Escrita por Misha Green e produzida por Jordan Pelle (Corra!, Nós) e J.J. Abrams (Star Wars: A Ascenção Skywalker), a série conta a história do Atticus, que volta da guerra porque seu pai Montrose (Michael Kenneth Williams) está desaparecido. Com a ajuda de seu tio George (Courtney B. Vance) e Leti (Jurnee Smollett), uma paquera de infância, ele corre atrás das pistas para entender o paradeiro do pai e descobre que tudo isso é, na verdade, um plano para atraí-lo ao sacrifício, já que ele é o último descendente de Titus Brainwhite, um aristocrata branco que detêm poderes de magia para se tornar imortal. Mas o plano muda de figura, quando Christina (Abbey Lee), a única descendente mulher, mata toda sua família para conquistar a imortalidade para si. Depois disso, a magia passa a ser o ponto central da produção, mas cada episódio funciona de maneira quase isolada, abraçando diversos gêneros como o de aventura estilo caça ao tesouro, o body horror, hentai coreano e o futurista. São justamente nesses episódios que a série mais acerta, dando espaço para as protagonistas femininas, e se distanciando um pouco do foco principal do Atticus de Jonathan Majors, que inclusive tem o papel mais difícil de interpretar. Sempre pelas arestas das tramas, o protagonista é mais reativo e com um passado familiar e amoroso traumáticos, banca um semblante sério e distante.

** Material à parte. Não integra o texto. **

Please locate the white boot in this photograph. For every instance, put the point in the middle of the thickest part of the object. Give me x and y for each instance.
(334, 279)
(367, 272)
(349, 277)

Mesmo tendo Christina como a vilã que puxa a narrativa da série, o verdadeiro mal em Lovecraft Country é o racismo que não se esconde nem entre os feitiços, fantasmas e monstros. Dá pra destacar vários momentos importantíssimos como a experimentação de Ruby (Wunmi Mosaku), que se transforma numa mulher branca, consegue o tão sonhado emprego e desfruta de um privilégio que nunca foi seu, mas também entende que essa liberdade tem um preço. Hyppolita (Aunjanue Ellis) ganha um episódio poderoso e viaja por dimensões para descobrir quem é ela além de esposa e mãe, passando a reivindicar seu nome, seu conhecimento em ciência e sua força, agora não mais interrompida. A HBO, que também já trabalhou o massacre histórico de Tulsa em Watchmen, revisita o período numa viagem no tempo de seus protagonista e entrega uma sequência emocional quando Leti assiste a avó de Tic entre as chamas.
Com um final que pode mudar a história dos negros, Lovecraft Country não é só uma série de terror e um espetáculo visual, é também parte da conversa franca sobre o racismo contado por negros, que reconhecem sua história e reverencia a luta de por liberdade de um povo oprimido sem intenção de ser mascarado, mas tomando posse do seu lugar de fala para encaixar diversas situações vistas tanto na ficção quanto na realidade.